Award-winning sci-fi

Nebula Awards Showcase 2004 is an anthology of award-winning science fiction short works edited by Vonda N. McIntyre. It was first published in trade paperback by Roc/New American Library in March 2004.

==Summary==
The book collects pieces that won or were nominated for the Nebula Awards for best novel, novella, novelette and short story for the year 2003, tributes to recently deceased author and SWFA founder Damon Knight, profiles of 2003 grand master winner Ursula K. Le Guin and 2003 Author Emeritus Katherine MacLean, with representative pieces by both, and various other nonfiction pieces related to the awards, together with an introduction by the editor. Not all nominees for the various awards are included, and the best novel is represented by an excerpt.
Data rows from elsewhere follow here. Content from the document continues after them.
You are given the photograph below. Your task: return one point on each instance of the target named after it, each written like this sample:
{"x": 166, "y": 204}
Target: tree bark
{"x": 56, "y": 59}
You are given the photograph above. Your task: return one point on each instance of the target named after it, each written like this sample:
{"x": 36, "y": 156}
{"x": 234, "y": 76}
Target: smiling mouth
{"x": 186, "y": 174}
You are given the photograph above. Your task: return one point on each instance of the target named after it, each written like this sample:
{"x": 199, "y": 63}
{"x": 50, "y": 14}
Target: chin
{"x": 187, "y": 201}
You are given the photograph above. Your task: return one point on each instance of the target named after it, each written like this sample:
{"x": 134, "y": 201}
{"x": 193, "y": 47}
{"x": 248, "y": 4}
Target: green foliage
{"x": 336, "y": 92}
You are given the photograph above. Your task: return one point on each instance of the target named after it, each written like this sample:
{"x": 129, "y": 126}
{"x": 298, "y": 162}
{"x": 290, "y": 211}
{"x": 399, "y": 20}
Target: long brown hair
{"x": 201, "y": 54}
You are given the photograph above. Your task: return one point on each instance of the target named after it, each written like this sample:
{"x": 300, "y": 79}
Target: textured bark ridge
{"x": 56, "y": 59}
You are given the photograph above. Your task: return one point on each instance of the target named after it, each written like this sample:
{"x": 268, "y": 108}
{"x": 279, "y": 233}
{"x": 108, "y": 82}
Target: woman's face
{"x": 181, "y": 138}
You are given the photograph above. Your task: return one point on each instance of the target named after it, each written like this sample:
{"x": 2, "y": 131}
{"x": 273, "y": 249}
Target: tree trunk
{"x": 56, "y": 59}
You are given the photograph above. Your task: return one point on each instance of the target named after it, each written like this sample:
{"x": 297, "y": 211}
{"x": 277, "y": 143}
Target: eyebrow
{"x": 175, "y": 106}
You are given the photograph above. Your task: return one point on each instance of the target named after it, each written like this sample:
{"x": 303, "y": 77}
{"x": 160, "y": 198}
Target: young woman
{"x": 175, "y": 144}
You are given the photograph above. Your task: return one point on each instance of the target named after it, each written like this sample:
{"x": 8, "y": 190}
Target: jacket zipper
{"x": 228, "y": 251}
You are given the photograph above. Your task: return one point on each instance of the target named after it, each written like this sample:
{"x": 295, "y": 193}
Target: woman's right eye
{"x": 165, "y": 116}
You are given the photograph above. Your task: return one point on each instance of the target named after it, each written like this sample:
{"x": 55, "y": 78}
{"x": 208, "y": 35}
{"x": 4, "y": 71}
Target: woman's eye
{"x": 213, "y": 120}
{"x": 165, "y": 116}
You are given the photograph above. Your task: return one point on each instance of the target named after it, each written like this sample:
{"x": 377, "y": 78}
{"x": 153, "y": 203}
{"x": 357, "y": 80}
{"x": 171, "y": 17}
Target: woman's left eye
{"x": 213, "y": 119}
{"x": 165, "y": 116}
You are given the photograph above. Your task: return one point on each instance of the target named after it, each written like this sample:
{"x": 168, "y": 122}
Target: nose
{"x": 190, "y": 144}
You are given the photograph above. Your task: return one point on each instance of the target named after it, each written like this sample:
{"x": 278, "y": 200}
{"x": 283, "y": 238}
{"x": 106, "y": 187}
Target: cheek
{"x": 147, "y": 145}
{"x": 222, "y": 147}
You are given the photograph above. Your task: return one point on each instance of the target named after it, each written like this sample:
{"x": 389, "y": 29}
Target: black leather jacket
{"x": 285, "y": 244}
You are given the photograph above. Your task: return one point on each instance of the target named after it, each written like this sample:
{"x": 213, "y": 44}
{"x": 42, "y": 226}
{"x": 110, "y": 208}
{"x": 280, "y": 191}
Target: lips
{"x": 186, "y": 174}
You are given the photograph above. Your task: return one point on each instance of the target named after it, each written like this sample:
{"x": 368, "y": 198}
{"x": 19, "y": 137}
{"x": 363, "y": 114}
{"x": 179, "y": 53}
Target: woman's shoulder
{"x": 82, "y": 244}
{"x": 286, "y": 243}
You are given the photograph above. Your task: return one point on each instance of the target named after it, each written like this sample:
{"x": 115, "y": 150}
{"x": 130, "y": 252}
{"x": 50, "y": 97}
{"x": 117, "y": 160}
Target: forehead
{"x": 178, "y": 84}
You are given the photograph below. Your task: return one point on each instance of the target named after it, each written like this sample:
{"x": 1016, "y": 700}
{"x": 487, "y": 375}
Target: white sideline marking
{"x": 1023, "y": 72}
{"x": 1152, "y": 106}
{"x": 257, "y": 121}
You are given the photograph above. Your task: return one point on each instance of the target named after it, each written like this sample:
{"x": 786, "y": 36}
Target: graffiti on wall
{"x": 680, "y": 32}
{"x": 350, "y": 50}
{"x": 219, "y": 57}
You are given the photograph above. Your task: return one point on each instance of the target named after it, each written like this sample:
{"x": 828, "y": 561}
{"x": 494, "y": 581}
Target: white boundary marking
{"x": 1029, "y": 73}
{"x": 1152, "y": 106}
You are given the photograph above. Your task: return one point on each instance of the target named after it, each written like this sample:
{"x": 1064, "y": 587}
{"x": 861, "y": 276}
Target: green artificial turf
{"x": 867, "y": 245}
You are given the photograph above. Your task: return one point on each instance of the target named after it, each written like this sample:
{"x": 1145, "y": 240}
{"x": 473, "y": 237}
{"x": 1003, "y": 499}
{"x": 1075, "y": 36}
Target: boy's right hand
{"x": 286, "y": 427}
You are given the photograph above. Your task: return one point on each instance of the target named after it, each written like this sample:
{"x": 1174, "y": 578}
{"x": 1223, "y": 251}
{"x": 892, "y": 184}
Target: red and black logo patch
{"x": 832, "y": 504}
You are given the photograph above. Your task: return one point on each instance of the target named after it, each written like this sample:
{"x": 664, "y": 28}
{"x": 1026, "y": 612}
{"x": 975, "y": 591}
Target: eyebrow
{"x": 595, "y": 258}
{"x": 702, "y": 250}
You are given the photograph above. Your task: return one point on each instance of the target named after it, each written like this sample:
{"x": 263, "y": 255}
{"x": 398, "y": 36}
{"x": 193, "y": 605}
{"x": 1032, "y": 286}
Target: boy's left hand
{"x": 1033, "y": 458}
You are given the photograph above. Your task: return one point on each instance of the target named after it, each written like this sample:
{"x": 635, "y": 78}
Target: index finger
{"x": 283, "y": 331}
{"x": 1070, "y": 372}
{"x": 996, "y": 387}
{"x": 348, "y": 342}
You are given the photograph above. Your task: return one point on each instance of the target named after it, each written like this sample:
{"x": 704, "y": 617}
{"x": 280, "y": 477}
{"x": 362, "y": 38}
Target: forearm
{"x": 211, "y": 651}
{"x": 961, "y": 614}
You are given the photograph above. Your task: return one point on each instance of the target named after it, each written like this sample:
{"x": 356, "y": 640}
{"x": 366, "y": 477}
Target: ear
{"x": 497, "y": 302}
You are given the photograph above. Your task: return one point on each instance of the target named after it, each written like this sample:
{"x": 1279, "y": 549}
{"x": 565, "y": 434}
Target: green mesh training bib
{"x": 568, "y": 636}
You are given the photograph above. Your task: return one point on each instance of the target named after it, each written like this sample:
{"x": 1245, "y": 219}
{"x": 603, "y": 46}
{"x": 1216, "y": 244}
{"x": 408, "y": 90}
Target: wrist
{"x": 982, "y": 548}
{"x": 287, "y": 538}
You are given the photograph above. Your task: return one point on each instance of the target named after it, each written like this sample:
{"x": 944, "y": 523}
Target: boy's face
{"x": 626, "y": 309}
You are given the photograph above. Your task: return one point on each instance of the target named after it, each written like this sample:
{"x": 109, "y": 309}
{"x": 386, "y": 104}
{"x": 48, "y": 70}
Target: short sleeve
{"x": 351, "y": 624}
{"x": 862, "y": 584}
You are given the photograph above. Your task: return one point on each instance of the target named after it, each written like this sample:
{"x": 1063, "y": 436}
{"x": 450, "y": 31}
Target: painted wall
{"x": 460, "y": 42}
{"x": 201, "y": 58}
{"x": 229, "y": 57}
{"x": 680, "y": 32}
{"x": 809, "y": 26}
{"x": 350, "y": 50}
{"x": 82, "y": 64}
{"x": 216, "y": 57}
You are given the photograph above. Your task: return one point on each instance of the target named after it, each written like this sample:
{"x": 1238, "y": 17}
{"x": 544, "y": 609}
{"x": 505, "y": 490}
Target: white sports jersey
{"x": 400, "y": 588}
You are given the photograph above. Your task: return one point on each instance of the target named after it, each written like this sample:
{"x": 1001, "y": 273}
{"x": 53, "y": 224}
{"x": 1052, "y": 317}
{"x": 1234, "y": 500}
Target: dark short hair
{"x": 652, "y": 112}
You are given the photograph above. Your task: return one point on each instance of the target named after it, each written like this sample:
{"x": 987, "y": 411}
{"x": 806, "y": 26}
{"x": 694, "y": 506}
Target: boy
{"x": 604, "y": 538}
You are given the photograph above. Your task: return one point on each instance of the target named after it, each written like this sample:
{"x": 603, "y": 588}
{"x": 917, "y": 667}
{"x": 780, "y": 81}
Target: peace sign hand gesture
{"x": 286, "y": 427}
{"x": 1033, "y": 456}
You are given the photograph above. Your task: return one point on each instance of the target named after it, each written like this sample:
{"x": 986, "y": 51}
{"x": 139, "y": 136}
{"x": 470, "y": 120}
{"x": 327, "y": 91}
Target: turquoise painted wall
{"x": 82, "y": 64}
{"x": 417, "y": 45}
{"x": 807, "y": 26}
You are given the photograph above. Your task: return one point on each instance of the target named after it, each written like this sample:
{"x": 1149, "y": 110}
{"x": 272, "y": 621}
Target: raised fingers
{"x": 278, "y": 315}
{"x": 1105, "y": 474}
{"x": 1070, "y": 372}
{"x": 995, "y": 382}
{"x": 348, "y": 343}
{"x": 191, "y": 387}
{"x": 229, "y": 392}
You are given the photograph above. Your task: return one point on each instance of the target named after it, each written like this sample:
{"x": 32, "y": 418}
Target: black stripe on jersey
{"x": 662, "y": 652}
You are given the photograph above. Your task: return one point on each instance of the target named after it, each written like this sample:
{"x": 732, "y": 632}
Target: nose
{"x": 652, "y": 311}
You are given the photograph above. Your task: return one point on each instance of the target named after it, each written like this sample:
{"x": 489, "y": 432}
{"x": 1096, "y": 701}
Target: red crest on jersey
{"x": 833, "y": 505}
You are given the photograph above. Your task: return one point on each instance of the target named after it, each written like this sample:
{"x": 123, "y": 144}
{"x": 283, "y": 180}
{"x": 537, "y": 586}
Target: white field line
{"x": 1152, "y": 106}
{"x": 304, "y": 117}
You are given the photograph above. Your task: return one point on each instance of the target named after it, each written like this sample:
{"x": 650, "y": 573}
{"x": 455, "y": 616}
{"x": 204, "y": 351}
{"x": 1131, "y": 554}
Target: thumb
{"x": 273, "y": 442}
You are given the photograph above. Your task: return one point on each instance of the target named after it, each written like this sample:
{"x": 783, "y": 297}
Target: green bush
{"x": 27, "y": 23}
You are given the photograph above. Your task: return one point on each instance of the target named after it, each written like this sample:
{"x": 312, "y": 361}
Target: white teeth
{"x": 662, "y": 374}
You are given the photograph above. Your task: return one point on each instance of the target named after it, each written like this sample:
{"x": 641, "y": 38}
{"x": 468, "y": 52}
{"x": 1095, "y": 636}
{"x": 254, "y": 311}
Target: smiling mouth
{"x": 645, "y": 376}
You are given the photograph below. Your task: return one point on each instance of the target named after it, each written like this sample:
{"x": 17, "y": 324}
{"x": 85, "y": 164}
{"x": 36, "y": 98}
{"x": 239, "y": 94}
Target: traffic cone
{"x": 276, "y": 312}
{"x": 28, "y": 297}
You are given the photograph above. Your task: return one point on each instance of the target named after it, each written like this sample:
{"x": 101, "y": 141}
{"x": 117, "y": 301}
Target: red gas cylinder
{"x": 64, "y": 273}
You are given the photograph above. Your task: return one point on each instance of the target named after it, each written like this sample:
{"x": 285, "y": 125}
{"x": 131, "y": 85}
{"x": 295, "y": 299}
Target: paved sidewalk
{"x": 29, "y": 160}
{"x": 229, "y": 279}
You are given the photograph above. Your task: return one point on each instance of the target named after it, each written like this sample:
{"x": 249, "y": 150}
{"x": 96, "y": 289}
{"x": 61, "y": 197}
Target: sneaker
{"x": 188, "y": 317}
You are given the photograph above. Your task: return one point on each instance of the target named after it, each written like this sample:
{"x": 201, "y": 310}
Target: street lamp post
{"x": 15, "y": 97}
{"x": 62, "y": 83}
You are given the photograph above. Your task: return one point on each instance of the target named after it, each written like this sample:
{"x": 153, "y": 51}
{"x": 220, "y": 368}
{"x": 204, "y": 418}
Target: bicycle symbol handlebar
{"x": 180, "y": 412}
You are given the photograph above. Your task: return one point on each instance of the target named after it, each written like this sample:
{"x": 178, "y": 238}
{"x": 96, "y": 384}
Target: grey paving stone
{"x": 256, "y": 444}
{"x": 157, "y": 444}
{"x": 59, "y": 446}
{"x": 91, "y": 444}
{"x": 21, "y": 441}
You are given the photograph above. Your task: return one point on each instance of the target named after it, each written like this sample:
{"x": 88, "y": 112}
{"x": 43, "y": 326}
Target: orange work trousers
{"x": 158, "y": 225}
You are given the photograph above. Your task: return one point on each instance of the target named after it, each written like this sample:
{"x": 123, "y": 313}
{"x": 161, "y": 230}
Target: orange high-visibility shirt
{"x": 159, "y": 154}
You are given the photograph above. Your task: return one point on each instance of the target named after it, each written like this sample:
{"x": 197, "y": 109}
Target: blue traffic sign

Each story is prefaced with a short introduction by its author.

==Contents==
- "Introduction: The Heart of the Nebula" (Vonda N. McIntyre)
- "Bronte's Egg" [Best Novella winner, 2003] (Richard Chwedyk)
- "Hell Is the Absence of God" [Best Novelette winner, 2003] (Ted Chiang)
- "Remembering Damon Knight"
  - "Damon Knight" [essay] (Frederik Pohl)
  - "Damon" [essay] (Carol Emshwiller)
  - "I Remember Damon" [essay] (James Gunn)
  - "Damon Knight the Teacher" [essay] (Robin Wilson)
  - "Oh You Kid! A Personal View of Damon Knight" [essay] (Edward Bryant)
  - "Curious Damon Knight" [essay] (Eileen Gunn)
  - "Sensei Wonder" [essay] (Leslie What)
- American Gods (excerpt) [Best Novel winner, 2003] (Neil Gaiman)
- "Sunday Night Yams at Minnie and Earl's" [Best Novella nominee, 2003] (Adam-Troy Castro)
- "A Few Things I Know about Ursula" [essay] (Molly Gloss)
- Changing Planes (excerpt from the collection) [short fiction] (Ursula K. Le Guin)
- "Nothing Ever Happens in Rock City" [Best Short Story nominee, 2003] (Jack McDevitt)
- "Cut" [Best Short Story nominee] (Megan Lindholm)
- "The Dog Said Bow-Wow" [Best Short Story nominee, 2003] (Michael Swanwick)
- "Appreciating Katherine MacLean" [essay] (Sharon Lee)
- "Games" [short story] (Katherine MacLean)
- "Lobsters" [Best Novelette nominee, 2003] (Charles Stross)
- "Creature" [Best Short Story winner, 2003] (Carol Emshwiller)
- "2003 Final Nebula Ballot"
- "Past Nebula Awards Winners"

==Reception==
Michael M. Jones, writing in Chronicle, calls the anthology "a perfect book to pick up" if "you really want to see what the SF field itself thinks best represents its efforts in a year." After noting the story contents briefly, he calls attention to "the various introductions written for each story by the authors, and the assorted essays touching upon relevant topics" as "[a]dding to the qualities of this book," highlighting those honoring LeGuin, Knight and MacLean.

The book was also reviewed by Edward Carmien in SFRA Review no. 270, 2004.